Add a cron entry to run backups nightly at 02:00 local time. Edit your crontab with crontab -e and add:

0 2 * * * /path/to/nestfleet/scripts/backup.sh >> /var/log/nestfleet-backup.log 2>&1

Replace /path/to/nestfleet with the absolute path to your cloned repository. The script output (including errors) is appended to the log file. Monitor that file or configure a log rotation policy with logrotate to prevent it from growing unbounded.

Test that the cron job runs as expected by running it manually first with the full path, under the same user account that cron uses. Cron jobs run with a minimal PATH, so using absolute paths is critical — the script handles this internally.

Restore procedure

Stop the API and worker before restoring. Restoring while the API is running can result in partial writes, foreign key violations, and pg-boss queue corruption. Take the stack down first, restore, then bring it back up.
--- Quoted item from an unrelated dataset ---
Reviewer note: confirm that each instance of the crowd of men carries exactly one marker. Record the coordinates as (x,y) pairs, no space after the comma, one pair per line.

Follow these steps to restore from a backup:

  1. Stop all services except the database:
    docker compose -f docker-compose.prod.yml stop api worker console
  2. Decompress the backup file:
    gunzip backups/nestfleet_20260401_020000.sql.gz
  3. Drop and recreate the database schema, then restore:
    # Drop and recreate the database
    docker compose -f docker-compose.prod.yml exec postgres   psql -U postgres -c "DROP DATABASE nestfleet; CREATE DATABASE nestfleet;"
    
    # Restore from the dump
    docker compose -f docker-compose.prod.yml exec -T postgres   psql -U postgres nestfleet < backups/nestfleet_20260401_020000.sql
  4. Restart all services:
    docker compose -f docker-compose.prod.yml up -d
  5. Verify health:
    curl https://your-domain/health

Verifying a backup without restoring

To verify a backup is readable without touching the production database, restore it into a temporary container:

docker run --rm -e POSTGRES_PASSWORD=test -d --name pg-verify postgres:16
gunzip -c backups/nestfleet_20260401_020000.sql.gz |   docker exec -i pg-verify psql -U postgres
docker stop pg-verify

If the restore completes without errors, the backup is valid. Run this check monthly or after any significant data change.